Nature In the metropolitan garden, artificial and natural can no longer be viewed as complementary notions. The garden as an abstraction of nature is thus an experimental playground of the metropolitan landscape, exposing a sensory form of nature, brought close to man, part of daily life, and part of the metropolis. It is as artificial as it is natural. Natural processes, growth and decay, whimsicality, abundance, rough materials, and tactility, play a large part in the contemporary metropolitan garden.
Place The notion of place is elaborated upon as the inherent characteristics of a geographical location, which are perceivable as a coherent ensemble, different from its surroundings. Yet it is also the surroundings, which determine at least part of these characteristics. In the metropolitan garden three components are at play, which define it as ‘place’. Firstly, the garden gives occasion to an affective bond between people and place (sense of place). Secondly it is determined by its landscape characteristics (‘personality’ of the location). These two are united in a definite space, on the scale of the human being, small in relation to the scale of landscape (third component: definition of form). Since it is already determined by its landscape characteristics, place cannot be designed, but it can be made accessible by design: through form place becomes perceptible.
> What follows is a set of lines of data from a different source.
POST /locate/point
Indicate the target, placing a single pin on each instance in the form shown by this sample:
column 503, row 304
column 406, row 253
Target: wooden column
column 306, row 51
The garden asserts the hidden qualities of the location and denotes the location as a place.
The opportunity these gardens offer for the metropolitan landscape is that they can function as places outside, juxtaposing their metropolitan context by emphasising specific locations, and reflecting the landscape from the margins of the metropolitan tissue.
Six representative models Carefully unravelling six prototypes, new ways of making the landscape architectonic relation between metropolitan conditions and genius loci expressive, are exposed. The Tofuku-ji hojo gardens in Kyoto (1938) expose the inclusion of the natural landscape as an isolated ‘lesion’ in the emerging generic city. St. Catherine’s College Quadrangle in the Cherwell floodplains at Oxford (1959), positioned at the transition of the traditional city and the open landscape, shows how the landscape as context for the nuclear city has transformed into a landscape theatre within the metropolitan carpet of fragments. Paley Park in midtown Manhattan (1967) gives an architectural expression to the spatial form of the interstice, as a counterform of building mass of the skyscraper metropolis. The Reflection Garden on an island near Seattle (1979), marking a precise location and illuminating its landscape qualities, makes the Arcadian landscape visible as a condition in the metropolitan landscape. The Crazannes Garden and Garden of the Birds, along a motorway in south-western France (1993), are derived from the logic of the infrastructure, yet connect, functionally and spatially, to the natural and cultural landscape, making the two landscapes meet momentarily. The Wasserkrater Garden in suburban Bad Oeynhausen in Germany (1997) dramatises the role of sensory stimuli, creating an intensified experience of nature and place.